# Going Dutch in the Modern Age: Kuyper on Church State



## RamistThomist (Mar 1, 2018)

In explaining how the Dutch Reformed could exist in a largely secular yet still national church society, Abraham Kuyper was forced anew to wrestle with the meaning of church government and baptism. John Halsey Wood Jr. gives not only a fine account of Kuyper, but also a skilled handling of church-state relations and the idea of a “nation,” something poorly lacking in modern scholarship.

In short, a nation isn’t a state. A nation is the collective ethnos of a people, including language, religion, and culture. The state is the necessary (yet often parasitic) apparatus in the modern world. Surprisingly, one could have a national church without a state church.

Kuyper’s solutions were new because while advocating separation of church and state, he also tried to avoid a purely voluntarist church while also having a relatively high view of the sacraments. Said another way: would not leaving the government of the church to “the people” entail the horrors of the French Revolution?

Rooted and Grounded

Kuyper was able to alleviate some of the tension with his concept of “organicism.” The organic church precedes the institutional church

Rooted: free life doesn’t come from human skill but from the hand of the Creator (63).
Grounded: metaphor for the institutional church

Kuyper’s use of organicity isn’t supposed to be Hegelian, but like our Lord (John 15-17) it is to note our interdependence.

Unfortunately, Kuyper’s desire for a purer church drove him very close to a Baptist view of baptism. If the church is a church of believers, then why baptize babies? Kuyper solved this problem at great cost: he presumed regeneration on the part of the infants.

Conclusion

This is an outstanding account of late Dutch church and state politics. Wood notes Kuyper’s strengths and weaknesses and places them within the unique situation Kuyper found himself.

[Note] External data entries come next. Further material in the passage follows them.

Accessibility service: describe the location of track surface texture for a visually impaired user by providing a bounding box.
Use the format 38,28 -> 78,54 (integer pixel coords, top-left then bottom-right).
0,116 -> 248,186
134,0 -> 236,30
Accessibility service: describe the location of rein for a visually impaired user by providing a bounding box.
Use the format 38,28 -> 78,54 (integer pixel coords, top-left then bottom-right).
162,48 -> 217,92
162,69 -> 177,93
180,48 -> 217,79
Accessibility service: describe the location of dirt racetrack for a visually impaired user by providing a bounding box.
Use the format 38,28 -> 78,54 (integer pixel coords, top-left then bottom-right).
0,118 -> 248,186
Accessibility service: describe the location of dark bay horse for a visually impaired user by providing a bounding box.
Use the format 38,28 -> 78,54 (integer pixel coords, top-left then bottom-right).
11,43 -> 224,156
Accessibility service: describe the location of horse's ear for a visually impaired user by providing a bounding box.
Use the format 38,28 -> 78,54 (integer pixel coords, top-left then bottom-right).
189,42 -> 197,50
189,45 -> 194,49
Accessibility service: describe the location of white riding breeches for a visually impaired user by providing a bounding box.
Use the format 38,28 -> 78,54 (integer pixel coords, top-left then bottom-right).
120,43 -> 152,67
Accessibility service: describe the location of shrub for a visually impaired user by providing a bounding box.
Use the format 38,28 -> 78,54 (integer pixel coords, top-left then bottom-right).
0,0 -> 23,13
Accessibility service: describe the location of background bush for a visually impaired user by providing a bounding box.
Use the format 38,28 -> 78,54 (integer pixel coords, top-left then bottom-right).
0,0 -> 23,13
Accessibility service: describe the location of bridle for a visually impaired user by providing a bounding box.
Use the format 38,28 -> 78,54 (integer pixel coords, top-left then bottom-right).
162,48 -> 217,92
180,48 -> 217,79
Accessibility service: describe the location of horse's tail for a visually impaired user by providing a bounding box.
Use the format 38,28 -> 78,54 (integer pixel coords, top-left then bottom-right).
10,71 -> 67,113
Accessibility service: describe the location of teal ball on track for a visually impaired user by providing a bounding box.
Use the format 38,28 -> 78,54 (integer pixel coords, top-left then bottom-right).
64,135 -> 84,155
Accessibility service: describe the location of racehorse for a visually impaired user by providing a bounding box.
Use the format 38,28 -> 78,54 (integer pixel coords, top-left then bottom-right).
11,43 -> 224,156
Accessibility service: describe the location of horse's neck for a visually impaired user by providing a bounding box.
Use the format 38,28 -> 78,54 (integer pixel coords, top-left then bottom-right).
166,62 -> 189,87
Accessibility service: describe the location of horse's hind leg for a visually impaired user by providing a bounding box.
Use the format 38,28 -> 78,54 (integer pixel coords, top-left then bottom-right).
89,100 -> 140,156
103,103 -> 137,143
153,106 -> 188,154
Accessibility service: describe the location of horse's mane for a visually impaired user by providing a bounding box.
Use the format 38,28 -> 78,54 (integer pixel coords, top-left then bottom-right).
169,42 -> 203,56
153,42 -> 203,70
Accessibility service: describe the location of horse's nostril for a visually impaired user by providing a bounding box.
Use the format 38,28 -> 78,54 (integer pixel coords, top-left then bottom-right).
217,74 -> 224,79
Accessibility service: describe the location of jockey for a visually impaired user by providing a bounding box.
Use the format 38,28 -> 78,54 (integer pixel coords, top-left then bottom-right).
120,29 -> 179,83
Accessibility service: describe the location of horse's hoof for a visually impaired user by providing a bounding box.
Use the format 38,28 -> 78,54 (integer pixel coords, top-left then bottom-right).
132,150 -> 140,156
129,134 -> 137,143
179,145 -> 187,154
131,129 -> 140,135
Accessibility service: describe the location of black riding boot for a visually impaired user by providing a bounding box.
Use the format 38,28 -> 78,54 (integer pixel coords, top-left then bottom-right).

Reactions: Like 1 | Informative 2


----------



## earl40 (Mar 1, 2018)

BayouHuguenot said:


> Said another way: would not leaving the government of the church to “the people” entail the horrors of the French Revolution?



Maybe he should have left the government of the church to the presbyters?


----------



## RamistThomist (Mar 1, 2018)

earl40 said:


> Maybe he should have left the government of the church to the presbyters?



Perhaps, but I'm not familiar on Dutch Reformed polity.


----------



## timfost (Mar 1, 2018)

(I love your title to this thread!)


----------



## RamistThomist (Mar 1, 2018)

Actually the name of the book. I guess this is where going Dutch came from. Kuyper's church no longer had state funds so it had to "pay its own way."

Reactions: Like 1


----------



## TheOldCourse (Mar 1, 2018)

Good stuff, thanks Jacob. This has been on my reading list for awhile but I haven't gotten to it yet.


----------